A recent article, published by academics at the University of Leeds, shows that this unprecedented increase in infant mortality is linked to rising levels of poverty. This has significant implications regarding the failure of our current government’s strategies, and ‘austerity’ politics, that continue to disproportionately affect the poorest areas of the country.
Researchers at Leeds, Liverpool and Newcastle universities contributed to the study, examining this rise in infant mortality rates across England and Wales. They found that overall there were 572 more infant deaths than expected when compared to the historical trend. However, it is only families from the most economically deprived groups that make up this excess, whilst affluent families were completely unaffected.

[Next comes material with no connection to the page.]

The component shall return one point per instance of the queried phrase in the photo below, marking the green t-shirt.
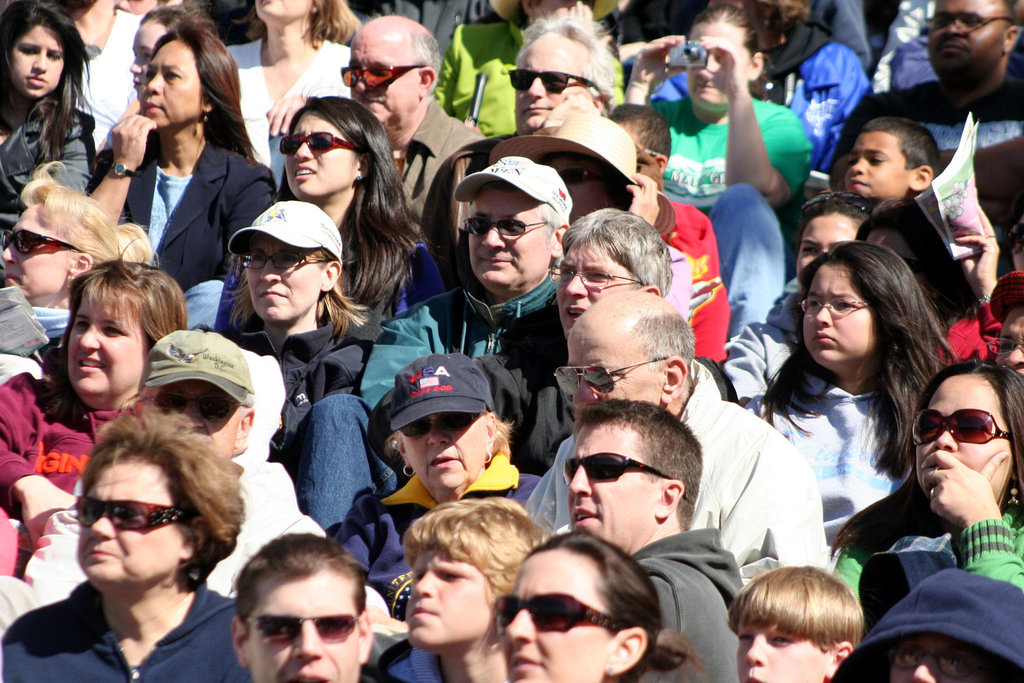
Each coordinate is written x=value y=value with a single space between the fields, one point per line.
x=695 y=173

Their study collected data from 324 local authorities and sorted them into five groups based on levels of income deprivation. The gap between the least deprived areas and most deprived was an extra 52 deaths per hundred thousand births. Essentially, infants are more than “twice as likely” to die in England and Wales if they are born into a poor family than a wealthier one
This only further demonstrates the growing economic disparity in the UK. A 2019 study showed that the gap in life expectancy between the most and least deprived people is only getting bigger. Women in poor areas saw their life expectancies drop 100 days from 2012 to 2014, and 2015 to 2017. Meanwhile, richer women saw their own grow by 84 days in the same period. Life expectancy and infant mortality are a litmus test for the overall health of societies, and the UK is failing.

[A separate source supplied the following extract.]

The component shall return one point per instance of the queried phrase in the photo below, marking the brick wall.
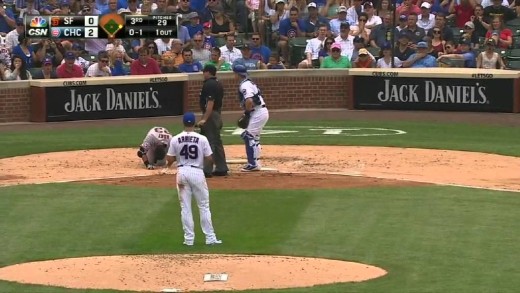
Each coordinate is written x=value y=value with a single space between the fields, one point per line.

Disturbingly, the United Nations recently reported that rising poverty in the UK is a political choice. Philip Alston, the UN Special Rapporteur on extreme poverty and human rights, released a damning report on the state of Britain in November 2018. The report stated that ‘austerity could easily have spared the poor, if the political will had existed to do so. But the political choice was made to fund tax cuts for the wealthy instead.’ Alston concludes that, especially as the country moves toward Brexit, the Government should implement policies designed to ensure that economic burdens are not shifted towards the most vulnerable in society.
It was expected after this report was released that UK politicians would have to finally act, and acknowledge their ‘systematic immiseration of a significant part of the British population.’ However, the government stayed in a steady state of denial, saying that the UK was one of the happiest places in the world, despite overwhelming evidence accusing them of causing the unnecessary suffering of an increasing number of its people.
This research – old and new – explicitly demonstrates that increasing poverty having is having a large impact on child mortality, making it only more and more necessary that the government starts to take notice and protect their children from poverty, through welfare systems and increased policymaking.